Mój synuś Kiko jak do tej pory miał wyrypane na wszystko płynne po za cyckiem. Ale wszelkie inne pokarmy były i są ok! Tylko picie byłe be! Próbowałam różnych kubków butelek wszystkie na nie. Próbowałam butelkę ze smoczkiem to 2 razy wypił moj pokarm w tym raz tylko trochę potem jak mu dawałam to nie chciał. Próbowałam kubek treningowy też nie, kubek nie-kapek też był be.
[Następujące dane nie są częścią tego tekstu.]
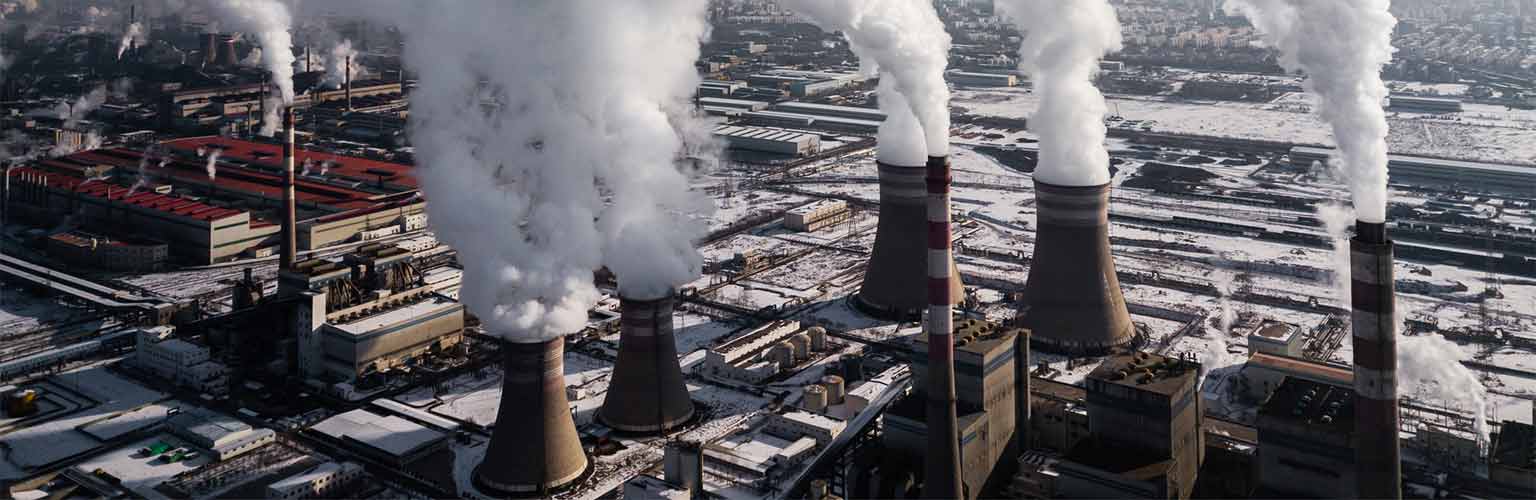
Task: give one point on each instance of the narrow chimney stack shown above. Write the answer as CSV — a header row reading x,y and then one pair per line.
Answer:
x,y
647,393
533,448
1375,342
942,477
1072,301
289,207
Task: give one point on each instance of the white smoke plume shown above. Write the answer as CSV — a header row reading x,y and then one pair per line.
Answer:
x,y
1341,46
212,163
135,32
908,43
900,137
269,22
1062,48
337,68
532,114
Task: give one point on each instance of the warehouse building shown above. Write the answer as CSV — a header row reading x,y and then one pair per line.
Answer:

To kupiłam inny nie kapek i też nim wzgradził. Próbowałam dawać pić z normalnego kubka to nawet pił ale po każdym piciu można go było przebierać. Więc zdarzało się to nawet kilka rayz dziennie. Ale nie poddałam się, już nie liczę ile wydałam na te kubki a możę się kiedyś przydadzą jeszcze??? Używane wprawdzie ale nie dużo Tym razem przyszedł mi go głowy następny pomysł. Kupiłam soczek z bobovity ( jasna cholera ponad 3 zł soczek w kartoniku z rurką) i dzieć zaczął pić. Rurka okazała się strzałem w dziesiątkę! kupiłam następny kubek tym razem z rurką :) i Kiko pije wodę soczek wszystko. A ja strasznie się cieszę bo juz byłam z lekka przerażona. Zwłaszcza że Mysior mimo iż wcześniak to każdy nowy kubek opanowywał z kilka chwil. Za to miał talent do ich rozwalania. Butelkę porzucił jak miał 5 miesięcy (pewnego dnia olał butlę z mlekiem, na kaszkę z butelki zareagował wrzaskiem od tamtej pory jadł zasmiast mleka kaszki tak tak po kąpieli też karmiłam go łyżeczką... Daliśmy mu wtedy kubek nie kapek bo pić z butelki też nie chciał. Załapał migiem, potem go rozwalił to leciałam biegem do sklepu po nowy bo gorąco i pić z czegoś musi. Pote kupilismy bidon z rurką bo raz ze tanszy a dwa nie chciał pic na leząco tylko na siedząco. To znowu rurki obgryzał. Teraz już rurek nie obgryza, kakao rano musi być z kubka z rurką. Ito musi być gruba rurka (Kiko z tej grubej nie chciał kupiłam więc cienką) a po za tym pije z wodę z butelki wali z gwinta jak to się mówi :) albo z kubka zwykłego jak duży dzieć! Ach dumna jestem!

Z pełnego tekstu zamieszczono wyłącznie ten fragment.